Security News > 2020 > December > Microsoft identifies 40+ victims of SolarWinds hack, 80% from US
After the malicious Orion upgrades were installed on the systems of thousands of SolarWinds customers, Microsoft President Brad Smith said that the suspected Russian hacking group were able to "Pick and choose" targets of interest already compromised organizations.
Based on information gathered while investigating the still ongoing hacking campaign, Microsoft has notified the over 40 organizations that were "Targeted more precisely and compromised through additional and sophisticated measures."
80% of the identified victims are located in the United States and the rest of 20% is spread over seven other countries including Canada, Mexico, Belgium, Spain, the United Kingdom, Israel, and the UAE. A heat map of all Microsoft customers that were hit in the SolarWinds supply chain attack after installing the backdoor tracked as Solarigate or Sunburst via the compromised Orion auto-update mechanism.

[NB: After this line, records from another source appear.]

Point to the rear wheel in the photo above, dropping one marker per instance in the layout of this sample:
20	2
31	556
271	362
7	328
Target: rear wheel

The US government targets breached following the SolarWinds hack coordinate finance, national security, health, and telecommunications sectors, while government contractor victims are focused on supporting defense and national security organizations.
SolarWinds' list of 300,000 customers [1, 2] includes over 425 US Fortune 500 companies, all top ten US telecom companies, and US government agencies including the US Military, the US Pentagon, the US Department of Justice, the State Department, NASA, NSA, Postal Service, NOAA, and the Office of the President of the United States, some of which have already been confirmed as hacked.